Another famous retired Major General even stated that "If corruption is not excised we will be defeated before we even go into battle." What a coincidence! That is exactly what happened to the Iraqi Armed Forces in Mosul on June 20, 2014, when the Iraqi soldiers slipped away and went home before they could confront the ISIS fighters, and consequently lost Iraq's second biggest city.

The Iraqi army, when U.S. combat troops left Iraq in 2011, was a fairly well-trained and disciplined all-Iraqi armed force of commanders and soldiers. The Americans had trained them for 8 years and equipped them with the latest U.S.-made weapons, munitions, tanks and transport vehicles. They were supposed to have easily defeated enemies like ISIS by 2014.

A primary cause for why Iraqi troops were so weak in Northern Iraq came from the actions of Nuri Al-Maliki, the former Prime Minister of Iraq. In concurrently holding the posts of Defense and Interior Minister in his second term after December 2010, he personally dominated Iraq's armed and security forces and eventually replaced dozens of talented non-Shia commanders with his favored friends and associates.

The end result was chronic corruption. What happened to the Iraqi military after 2011 is exactly the same as what happened in the Qing army, and is probably happening now in the PLA. If professional military posts are for sale and only the incapable are promoted to commanding positions, rank-and-file soldiers will hesitate to obey and die for the corrupt commanders on the battlefield.

What lessons can be learned from the above?

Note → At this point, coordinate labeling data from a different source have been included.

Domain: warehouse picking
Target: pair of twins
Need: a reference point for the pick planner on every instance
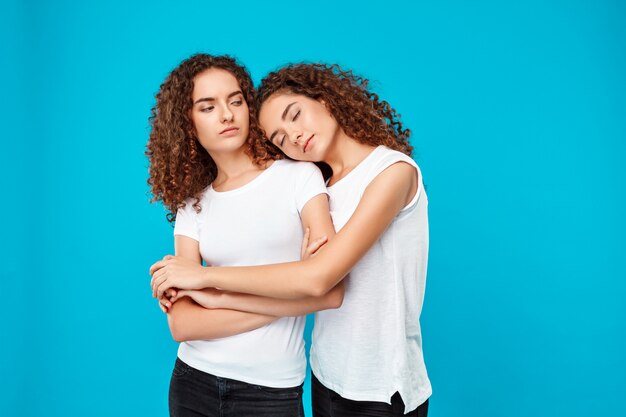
(295, 198)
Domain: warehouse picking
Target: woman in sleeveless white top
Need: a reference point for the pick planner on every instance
(369, 351)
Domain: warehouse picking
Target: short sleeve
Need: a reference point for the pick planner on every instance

First of all, these examples show how vulnerable rapidly expanded but highly corrupt armed forces can be. Alienated soldiers under corrupt commanders will be undisciplined and in many cases have their own agenda and conduct independent activities. This was the case in the much less corrupt Japanese Imperial Army in Manchuria in the 1930s and 40s, and probably is the case inside the PLA.

Secondly, contrary to the first point, it should be also noted that China's recent nationwide anti-corruption campaign, a great experiment, may make a difference. If the clean up is successful, China may finally have a real professional military, multiplying its war-fighting capability. China may not be there yet but we should prepare ourselves for that eventuality.

Finally, underestimation is our greatest risk. The result of this experiment in the PLA will ultimately define the future of Japan's national security policy, the Japan-U.S. security arrangements and of Japan-China relations. Modern China is neither the Qing dynasty nor post-Saddam Iraq. Who knows? She may have the ability to change herself politically as well as militarily.